The cross-check with published data on coexisting CO2-rich fluid inclusions, and on textures of the host minerals led us to propose that SMIs were trapped in crystal from mush layers in the lower crust (~ 18 to 29 km beneath different islands), at or nearby the crust-mantle boundary. At these depths CO2 values required to saturate magma batches range from 0.47 to 0.99 wt.%, varying across different volcanic systems. These values are significantly lower than those (4.5–4.7 wt.%) recently found in basanites erupted at Fogo volcano at Cape Verde and La Palma at Canary Islands (Burton et al. 2023; Lo Forte et al. 2024), but also in French continental basanites (4.3 wt.%; Buso et al. 2022). Pre-eruptive degassing significantly reduced the CO2 content in melts, prior to SMIs trapping and intracrustal ascent, as suggested by the CO2 values retrieved from ratios with Ba, Rb and Nb incompatible elements. This extensive degassing could be the responsible for the formation of carbonic fluid inclusions commonly found in olivine and clinopyroxene antecrysts (Zanon et al. 2023).

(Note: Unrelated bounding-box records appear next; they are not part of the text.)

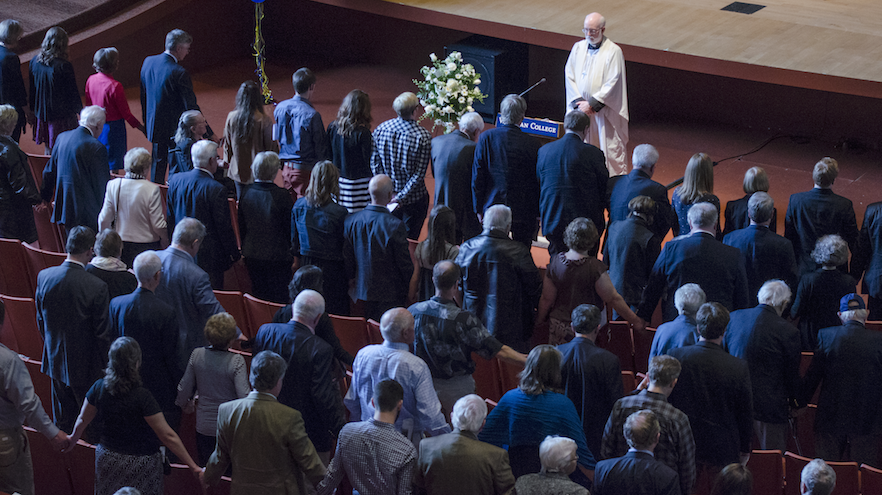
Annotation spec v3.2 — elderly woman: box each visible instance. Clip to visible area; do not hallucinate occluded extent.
[790,235,857,351]
[86,47,147,172]
[98,148,168,266]
[175,314,248,464]
[478,345,595,484]
[68,337,202,495]
[86,229,138,299]
[536,217,646,345]
[0,105,40,243]
[239,151,294,303]
[515,435,588,495]
[291,160,349,315]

Fractional crystallisation process of olivine and further olivine + clinopyroxene well explain the chemical evolution recorded by SMIs, while ratios between highly incompatible trace elements reveal mantle compositional heterogeneity. Such a heterogeneity has been demonstrated by high resolution studies of bulk rocks (e.g. Beier et al. 2007, 2012; Beguelin et al. 2017). Here we found mantle heterogeneity at the scale of one single magmatic system.

The process of fractional crystallisation of up to 50% of mafic phases should be the responsible for the formation of voluminous ultramafic cumulates (dunites, wehrlites, and clinopyroxenites) and crystal mushes at the base of the crust.

Both trace elements and halogens demonstrate the interaction between melts produced by melting of a MORB-like source and a more enriched source, probably of a deeper origin.